Questo aspetto “sonoro” è probabilmente quello che i bambini raccontano più spesso agli amici al ritorno a casa. Ed è la firma più autentica del carattere islandese: capace di mescolare folklore, arte e ironia con naturalezza disarmante.

 

L’albero dei ciucci: una tradizione dolcissima

Tra tutte le cose che si trovano all’interno della Skessuhellir, c’è un elemento che colpisce in modo diverso dagli altri — non per la sua dimensione, ma per il suo significato. In un angolo della grotta si trova un albero adornato di ciucci (succhiotti), appesi come ornamenti da generazioni di bambini che vi hanno fatto visita.

La tradizione è semplice: i bambini piccoli che stanno lasciando il ciuccio — quel momento delicato di crescita che ogni genitore conosce bene — vengono portati alla Giantess Cave per “regalarlo alla Trollessa”. Il ciuccio viene appeso all’albero, tra le decine e decine di altri lasciati dai bambini che sono venuti prima.

Funziona perché sposta il focus: non è “ti tolgo il ciuccio”, ma “lo dai tu a qualcuno di speciale”. La Trollessa lo custodirà. Il bambino diventa protagonista attivo di una piccola cerimonia, invece di essere la parte passiva di una privazione.

Ma l’albero dei ciucci non colpisce solo i bambini. Per i genitori — e per i visitatori adulti — è un oggetto di grande tenerezza. Ogni ciuccio è una storia. Un bambino che ha dormito con quello in bocca per mesi, una notte difficile, un momento di conforto. Vederli tutti insieme, appesi a quell’albero nella grotta di una gigantessa islandese, ha qualcosa di commovente e di surreale allo stesso tempo. È, a suo modo, uno dei luoghi più umani di tutta l’Islanda.

 

Informazioni pratiche per visitare la Giantess Cave

  • Dove si trova: Lungomare di Keflavík, vicino alla marina Smábátahöfnin í Keflavík (municipalità di Reykjanesbær). Segui le impronte bianche giganti dipinte sul marciapiede.
  • Come arrivare: A pochi minuti dall’Aeroporto Internazionale KEF — tappa perfetta all’arrivo o alla partenza, anche con poco tempo a disposizione.

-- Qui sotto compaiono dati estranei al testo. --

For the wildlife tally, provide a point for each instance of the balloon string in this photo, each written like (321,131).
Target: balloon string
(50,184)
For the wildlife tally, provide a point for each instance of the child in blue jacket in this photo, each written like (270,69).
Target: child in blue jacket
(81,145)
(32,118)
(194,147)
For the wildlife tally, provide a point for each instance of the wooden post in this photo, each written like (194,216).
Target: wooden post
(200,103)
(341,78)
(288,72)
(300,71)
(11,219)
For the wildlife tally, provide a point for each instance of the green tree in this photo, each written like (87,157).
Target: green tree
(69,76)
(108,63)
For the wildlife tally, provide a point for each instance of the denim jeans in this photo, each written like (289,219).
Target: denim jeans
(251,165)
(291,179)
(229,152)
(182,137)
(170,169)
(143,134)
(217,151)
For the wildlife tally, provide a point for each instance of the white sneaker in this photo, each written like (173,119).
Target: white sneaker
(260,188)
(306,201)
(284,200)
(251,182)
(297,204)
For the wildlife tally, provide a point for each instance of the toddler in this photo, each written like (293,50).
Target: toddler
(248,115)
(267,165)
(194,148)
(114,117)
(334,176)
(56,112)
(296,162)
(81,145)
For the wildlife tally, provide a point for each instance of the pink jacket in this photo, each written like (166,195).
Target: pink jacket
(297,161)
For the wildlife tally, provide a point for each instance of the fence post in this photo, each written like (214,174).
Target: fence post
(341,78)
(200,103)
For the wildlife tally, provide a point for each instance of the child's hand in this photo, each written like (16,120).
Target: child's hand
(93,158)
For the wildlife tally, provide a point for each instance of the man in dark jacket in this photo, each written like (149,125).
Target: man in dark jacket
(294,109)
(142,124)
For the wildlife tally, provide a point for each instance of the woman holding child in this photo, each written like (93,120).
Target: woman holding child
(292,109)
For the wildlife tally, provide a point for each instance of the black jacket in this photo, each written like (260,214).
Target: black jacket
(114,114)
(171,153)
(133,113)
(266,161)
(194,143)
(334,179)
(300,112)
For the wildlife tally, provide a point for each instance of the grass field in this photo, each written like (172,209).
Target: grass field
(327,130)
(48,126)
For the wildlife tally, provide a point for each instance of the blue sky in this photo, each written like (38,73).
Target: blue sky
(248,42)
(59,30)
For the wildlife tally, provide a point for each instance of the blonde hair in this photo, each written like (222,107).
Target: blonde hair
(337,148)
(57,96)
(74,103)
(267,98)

  • Con bambini: Assolutamente consigliato. Qualche bambino molto piccolo potrebbe spaventarsi inizialmente davanti alla figura grande e realistica — ma appena capisce che è buona e dorme, la paura si trasforma in entusiasmo.
  • Consiglio islandafacile: Se viaggi con bambini che stanno lasciando il ciuccio, portalo con te. Sarà un ricordo che non dimenticheranno.

 

Vale davvero la visita?

La Giantess Cave di Keflavík non è tra le attrazioni “grandi” dell’Islanda. Non è un ghiacciaio, non è un geyser, non è una cascata. Ma ha una qualità rara: quella di essere autentica. È nata da un libro, da una tradizione, dall’affetto di una comunità verso una storia che si tramanda da generazioni. E si vede.

Visitarla richiede venti minuti. Te la ricorderai per anni.

E se sei fortunato, la Trollessa russa proprio mentre sei dentro.